Alinsky was an atheist, but he understood the power of religion and used it perversely. Though he dropped it in subsequent editions to avoid alienating liberal church leaders, he dedicated his first edition of “Rules For Radicals” thusly:

"Lest we forget at least an over-the-shoulder acknowledgment to the very first radical: from all our legends, mythology, and history (and who is to know where mythology leaves off and history begins -- or which is which), the first radical known to man who rebelled against the establishment and did it so effectively that he at least won his own kingdom -- Lucifer."

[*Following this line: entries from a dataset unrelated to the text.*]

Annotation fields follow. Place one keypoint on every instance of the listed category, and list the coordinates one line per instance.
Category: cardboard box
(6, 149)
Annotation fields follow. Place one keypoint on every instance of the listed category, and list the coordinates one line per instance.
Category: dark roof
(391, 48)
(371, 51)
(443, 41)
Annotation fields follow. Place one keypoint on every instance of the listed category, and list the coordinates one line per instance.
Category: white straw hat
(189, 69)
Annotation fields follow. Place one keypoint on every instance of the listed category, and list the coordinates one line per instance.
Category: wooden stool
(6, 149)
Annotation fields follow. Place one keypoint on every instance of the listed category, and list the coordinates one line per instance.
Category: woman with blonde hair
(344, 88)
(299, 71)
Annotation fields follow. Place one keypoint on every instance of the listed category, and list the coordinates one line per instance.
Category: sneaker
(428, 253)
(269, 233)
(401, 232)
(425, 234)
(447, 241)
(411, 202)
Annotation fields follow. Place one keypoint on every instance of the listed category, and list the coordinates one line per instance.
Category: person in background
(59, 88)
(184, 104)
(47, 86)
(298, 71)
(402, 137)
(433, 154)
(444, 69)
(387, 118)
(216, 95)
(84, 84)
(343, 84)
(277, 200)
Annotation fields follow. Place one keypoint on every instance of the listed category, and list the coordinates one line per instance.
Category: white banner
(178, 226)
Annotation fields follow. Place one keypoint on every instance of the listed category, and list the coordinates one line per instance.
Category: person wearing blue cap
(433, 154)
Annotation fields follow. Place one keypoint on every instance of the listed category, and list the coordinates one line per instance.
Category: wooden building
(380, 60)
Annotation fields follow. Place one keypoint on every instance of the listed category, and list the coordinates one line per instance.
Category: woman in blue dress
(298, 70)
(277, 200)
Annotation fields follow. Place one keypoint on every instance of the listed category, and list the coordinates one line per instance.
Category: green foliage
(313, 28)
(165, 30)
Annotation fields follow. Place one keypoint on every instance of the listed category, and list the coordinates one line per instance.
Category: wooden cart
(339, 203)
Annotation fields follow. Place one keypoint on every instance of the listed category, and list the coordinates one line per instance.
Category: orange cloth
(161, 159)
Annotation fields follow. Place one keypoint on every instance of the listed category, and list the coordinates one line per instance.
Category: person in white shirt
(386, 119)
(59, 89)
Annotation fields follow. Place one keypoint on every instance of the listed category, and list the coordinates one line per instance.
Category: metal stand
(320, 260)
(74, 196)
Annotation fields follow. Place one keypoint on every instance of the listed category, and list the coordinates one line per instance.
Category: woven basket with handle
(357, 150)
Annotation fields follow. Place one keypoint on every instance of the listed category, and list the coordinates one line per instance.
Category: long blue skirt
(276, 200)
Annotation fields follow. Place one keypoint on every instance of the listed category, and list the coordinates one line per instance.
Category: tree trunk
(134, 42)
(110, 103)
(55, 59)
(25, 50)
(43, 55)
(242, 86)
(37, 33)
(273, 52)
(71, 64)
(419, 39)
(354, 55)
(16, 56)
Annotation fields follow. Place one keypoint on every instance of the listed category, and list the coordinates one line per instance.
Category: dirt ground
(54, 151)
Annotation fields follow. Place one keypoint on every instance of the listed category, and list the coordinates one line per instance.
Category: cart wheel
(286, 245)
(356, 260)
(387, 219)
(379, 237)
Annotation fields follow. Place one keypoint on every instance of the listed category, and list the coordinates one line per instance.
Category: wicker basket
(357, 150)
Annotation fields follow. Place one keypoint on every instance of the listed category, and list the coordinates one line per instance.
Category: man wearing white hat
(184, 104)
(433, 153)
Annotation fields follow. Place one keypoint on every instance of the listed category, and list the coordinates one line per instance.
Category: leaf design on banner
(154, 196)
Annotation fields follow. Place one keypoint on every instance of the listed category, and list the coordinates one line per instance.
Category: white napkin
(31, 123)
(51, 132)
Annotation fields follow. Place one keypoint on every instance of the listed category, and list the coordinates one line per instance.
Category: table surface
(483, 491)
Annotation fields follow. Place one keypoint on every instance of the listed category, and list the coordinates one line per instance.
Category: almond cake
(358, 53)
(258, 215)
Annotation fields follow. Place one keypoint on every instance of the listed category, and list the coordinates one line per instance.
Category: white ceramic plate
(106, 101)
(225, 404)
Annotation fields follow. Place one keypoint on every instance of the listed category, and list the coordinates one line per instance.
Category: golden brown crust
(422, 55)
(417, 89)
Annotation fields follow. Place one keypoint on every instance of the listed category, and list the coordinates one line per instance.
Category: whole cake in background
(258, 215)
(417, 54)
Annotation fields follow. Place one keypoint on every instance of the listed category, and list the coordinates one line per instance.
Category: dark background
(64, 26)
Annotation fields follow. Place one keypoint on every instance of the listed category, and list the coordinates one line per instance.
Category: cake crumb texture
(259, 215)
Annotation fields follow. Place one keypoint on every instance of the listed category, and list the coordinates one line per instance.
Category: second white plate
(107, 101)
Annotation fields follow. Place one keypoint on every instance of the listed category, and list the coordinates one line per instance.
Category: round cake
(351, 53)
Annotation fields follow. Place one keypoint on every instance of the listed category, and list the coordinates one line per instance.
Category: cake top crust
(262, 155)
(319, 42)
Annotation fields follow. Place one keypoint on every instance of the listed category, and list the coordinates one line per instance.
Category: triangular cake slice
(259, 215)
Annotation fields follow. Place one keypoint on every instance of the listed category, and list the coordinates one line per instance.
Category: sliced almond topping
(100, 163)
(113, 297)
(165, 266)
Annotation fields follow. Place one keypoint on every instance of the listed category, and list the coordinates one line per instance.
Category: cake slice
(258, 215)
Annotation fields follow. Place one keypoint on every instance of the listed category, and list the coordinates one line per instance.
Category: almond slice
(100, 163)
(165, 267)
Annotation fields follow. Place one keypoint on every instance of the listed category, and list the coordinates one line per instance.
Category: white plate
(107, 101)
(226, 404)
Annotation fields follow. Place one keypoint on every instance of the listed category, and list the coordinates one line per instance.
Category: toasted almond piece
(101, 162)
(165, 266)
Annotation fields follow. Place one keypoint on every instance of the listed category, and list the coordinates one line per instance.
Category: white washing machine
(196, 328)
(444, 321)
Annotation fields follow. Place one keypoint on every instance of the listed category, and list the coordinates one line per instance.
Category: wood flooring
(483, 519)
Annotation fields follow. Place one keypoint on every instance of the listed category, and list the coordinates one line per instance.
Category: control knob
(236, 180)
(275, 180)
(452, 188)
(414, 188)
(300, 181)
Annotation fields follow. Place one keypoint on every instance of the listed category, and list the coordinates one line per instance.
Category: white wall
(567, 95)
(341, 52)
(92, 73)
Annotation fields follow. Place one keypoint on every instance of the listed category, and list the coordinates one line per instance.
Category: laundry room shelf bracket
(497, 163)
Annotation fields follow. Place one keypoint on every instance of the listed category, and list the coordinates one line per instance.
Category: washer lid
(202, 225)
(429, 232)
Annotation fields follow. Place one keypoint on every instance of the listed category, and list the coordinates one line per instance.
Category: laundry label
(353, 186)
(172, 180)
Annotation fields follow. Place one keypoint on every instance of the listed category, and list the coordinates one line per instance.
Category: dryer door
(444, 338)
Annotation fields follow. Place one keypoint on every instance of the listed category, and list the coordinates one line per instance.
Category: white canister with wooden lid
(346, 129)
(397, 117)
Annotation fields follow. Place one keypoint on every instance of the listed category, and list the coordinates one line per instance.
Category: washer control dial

Hillary didn’t mention this in her senior thesis on Alinsky at Wellesley College either, but it’s worth pondering.

7 comments:

Anonymous said...

Another GREAT article Tom. I always look forward to reading them.

Anonymous said...

O'Bama's background is stated as as community organizer. Was he not in fact the founder of the Chicago chapter of Public Allies, his wife later becoming executive director? It is also my understanding that he did a good deal with ACORN. Why does he not name and become specific as to his work?

Tom McLaughlin said...

Well, his campaign is very tightly scripted by David Axelrod, that's why. Those associations wouldn't help him get elected. The question is, will John McCain name them? I hope so.

Two great books I'd recommend are "The Case Against Barack Obama" by Fredosso (which I'm reading now) and "Obamanation" by Jerome Corsi. Lots of references to that stuff in both. Another great one is "A Bound Man" by Shelby Steele.

Ricky Martin said...

Wow. That last quote is all I need to know about Saul Alinsky and his book. Very interesting.

Scot Montgomery said...

Tom,
When I read your story about your old "leftie days" as a "community organizer" I was a little puzzled. Where did this come from? Then the next day on a cable news network, I heard some negative comments about "community organizing".Then it poured out at the Rep convention. Then it hit me. Yours was an advanced story for the RNC. I almost believed you. You are just towing the line. I would love to talk to some of your old "leftie buddies" about your time in the hood. Yup, I can just see it. I'm sure you were out there ripping it up. Come on Tom, stick to the issue's. We don't need make believe.
Scot Montgomery

Tom McLaughlin said...

Scott,
The "Red Diaper Babies" I worked with were Ira Rubinzahl and his wife Debbie. Alan Solomont (linked above) was a member of their cell. So was Stuart Mandel. Ira got a PhD at MIT and came under the influence of Noam Chomsky there.

I still have back issues of "The Communicator" if you'd like to see them sometime.

Last I heard, Ira was teaching physics at North Adams State College in Massachusetts and Debbie died of a brain tumor. Don't know what happened to Stu. Last I heard, he was peddling a bicycle across Canada. Solomont is in the Democrat big leagues now and served as DNC Treasurer in the '90s. If you were to contact him, I'm sure he'd remember me. It was interesting to read the Harper's piece on him (linked) because he questioned me back then about my working in John Kerry's 1972 (unsuccessful) congressional campaign in Lowell. He didn't think Kerry was leftist enough to suit him and I should re-think my involvement. He's obviously changed his mind in the ensuing decades because he raised millions for Kerry's 2004 presidential campaign. Solomont may have become somewhat less of a leftie, but I think it was more that the Democrats moved leftward enough for him to jump aboard and help it steer further to port. I went quite a bit further to the starboard as you know.

I understand that you'd find it difficult to believe I was that far left once upon a time, but I assure you that it's all true.

And I certainly don't take direction from the RNC. I'm quite disappointed in the Republican Party actually, for many reasons too numerous to mention here. To sum up though, it's because they've abandoned conservative principles.

Tom said...

...love your labelling it as a 'cell'.

Sounds so much like a cult, which it is.